The recent Global Summit on Gender Equality in Nationality Laws spotlighted the urgent need to eliminate gender discrimination in nationality laws. As activists and UN agencies emphasised, equal nationality rights are essential to advancing gender equality, children’s rights, and ending statelessness. While over 140 countries now have gender-equal nationality laws, 46 still deny women equal rights. This blog post highlights how momentum is building to enact reforms and fulfill state obligations, and how, with continued advocacy and political will, gender discriminatory nationality laws can be eliminated.
Every day families are suffering because of women’s inability to confer nationality on an equal basis with men. Children are denied equal access to education and healthcare, and as adults, equal access to formal employment and property rights. Families face the threat of forced separation and some affected persons are rendered stateless. The cumulative impact of hardships experienced by affected families causes significant psychological harm. Women’s equal citizenship is undermined and their equal status in the family is implicitly rejected by the states that uphold these discriminatory nationality laws. Global goals on gender equality, children’s rights and protection, ending stateless and sustainable development ALL cannot be achieved where gender-discriminatory nationality laws persist.
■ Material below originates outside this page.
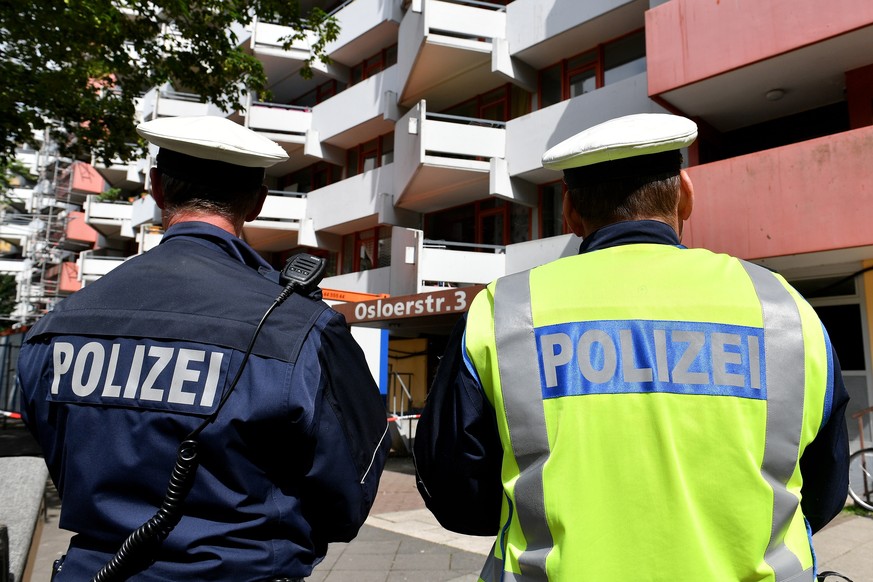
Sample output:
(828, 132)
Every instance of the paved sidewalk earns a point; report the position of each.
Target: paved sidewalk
(401, 541)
Thankfully, there has been significant progress in ending this form of discrimination. Roughly 90% of countries uphold women’s right to confer nationality on their children on an equal basis with men. 75% of countries have gender-equal nationality laws, including women’s equal ability to confer nationality on a non-national spouse. Still, however, 24 countries have nationality laws that deny women’s right to confer nationality on their own children on an equal basis with men (in addition to these twenty-four, the nationality law of Mauritius denies women the equal right to confer nationality on an adopted child.). Forty-five countries do not uphold women’s equal ability to confer nationality on a non-national spouse. This despite the fact that all but three of these states are signatories to the Convention on the Elimination of All Forms of Discrimination Against Women, which obliges states to uphold gender-equal nationality laws and take action to end gender discrimination in all laws. All of the countries that deny women’s equal right to confer nationality on their children are signatories to the Convention on the Rights of the Child, which enshrines the right of parents to confer nationality without discrimination on the basis of the parent’s sex.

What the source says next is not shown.